Working Women: The women of today are on an equal footing with men, whether it be managing their finances or providing for their family. Today, a family is as dependent on the woman’s income as it is on the man’s. This dependency brings with it the need to financially secure your loved ones in case something happens to you.
Young Professionals: Young professionals are just starting their careers. Many of them are not yet marriage. Have no financial dependents. However this is likely to change in the future as they get married. Support their parents/relatives. Such individuals should buy term insurance now rather than wait. This once a policy is purchase.
Taxpayers: Term Insurance premiums paid are allowed as a deduction from taxable income under Section 80C^^ of the Income Tax Act, 1961^^. The term insurance payouts on maturity are also exempt from tax subject to conditions under Section 10(10D)^^. Hence taxpayers can use term insurance to reduce their tax burden significantly.
Self Employed: As a self-employed person, you face many challenges. Unlike salaried individuals, you do not earn a fixed monthly income; you have an uneven source of income that depends on the ups and downs of the market. Plus, you may have also taken a business or personal loan from creditors, banks, or even your family and friends.
SIP Investors: Investors in mutual fund SIPs (Systematic Investment Plan) invest a fixed amount every month in a mutual fund.
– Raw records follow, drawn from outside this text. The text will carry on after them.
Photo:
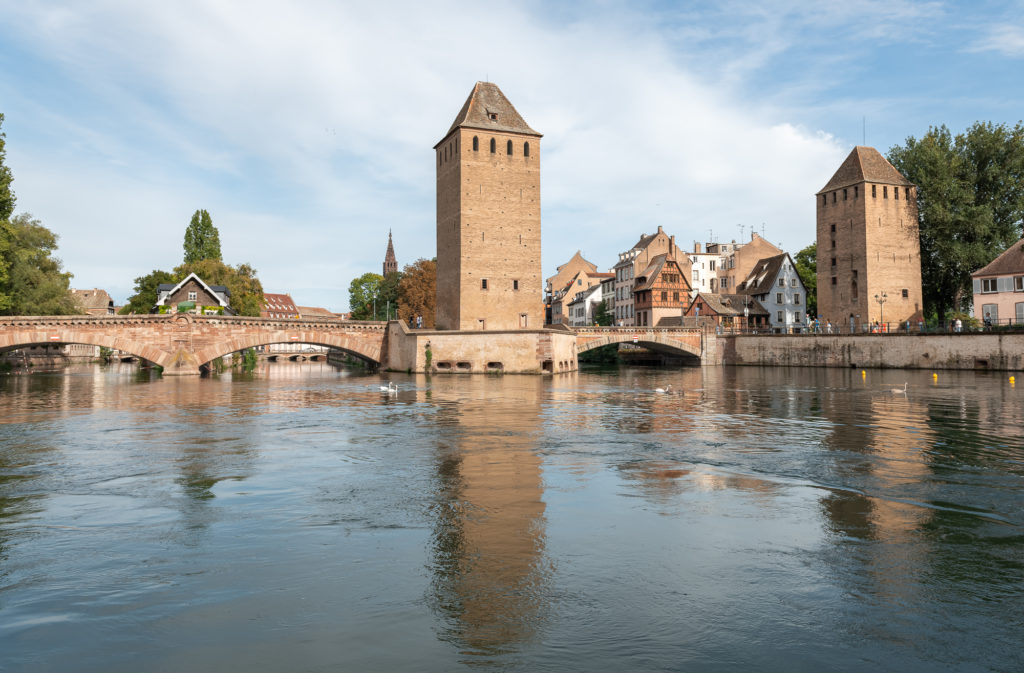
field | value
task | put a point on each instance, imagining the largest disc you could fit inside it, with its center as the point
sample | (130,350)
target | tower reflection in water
(489,572)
The wealth creation in an SIP is driven by a stream of regular instalments which compound over time. However, an unfortunate event of the investor can stop the flow of instalments.
Retirees: Retired persons need to have term insurance if they have dependant spouses or families. Buying term life insurance can also be a way of leaving an inheritance for their families. This is because, Term Insurance is paid out to nominees in case of any mishap with the insured person. The payment of Term Insurance is also tax-free subject to conditions under Section 10(10D)^^ of the Income Tax Act,1961^^
Term Plan Work
A term insurance plan is a type of life insurance plan that provides compensation to the beneficiary for the unfortunate loss of the life assured during the policy tenure. A sum assured known as death benefit is provided to the nominee/family of the life assured in case of an unforeseen demise of the life assured during the policy tenure.
Term Insurance Reasons
Term insurance plans are the basic type of life insurance policy which are very cost effective and help a person in securing a financially protected future for their loved ones. Below mentioned are some reasons why you should invest in a term insurance policy:
According to the nature of the coverage provided under a term insurance policy the premiums of a term insurance policy are quite affordable. An individual can avail high coverage at nominal premiums rates. It is also advised to purchase a term insurance policy at a young age because older people are more prone to diseases and require more coverage which increases the premium.
A major advantage of purchasing a term insurance plan is that it can help you save taxes. Premium paid for a term insurance policy qualify for tax benefits under Section 80C of the Income Tax Act for up to Rs. 1.5 Lakh. Death/Maturity under a term insurance policy are also tax free according to the Section 10(10D) of the Income Tax Act.
Option Add Riders
Under a term insurance policy you can add additional coverages known as riders which help in increasing the scope of coverage under a term insurance policy. The riders can be added to the term insurance policy in exchange of additional premium. Some commonly opted life insurance riders are Accidental Death Benefit, Accidental Total and Permanent Disability, Critical Illness Rider, Waiver of Premium Rider etc.
A term insurance policy is known as pure protection plans which help in providing financial security to the family of the life assured in case of an unforeseen demise of the life assured during the coverage period. The death benefit shall be provided to the nominee.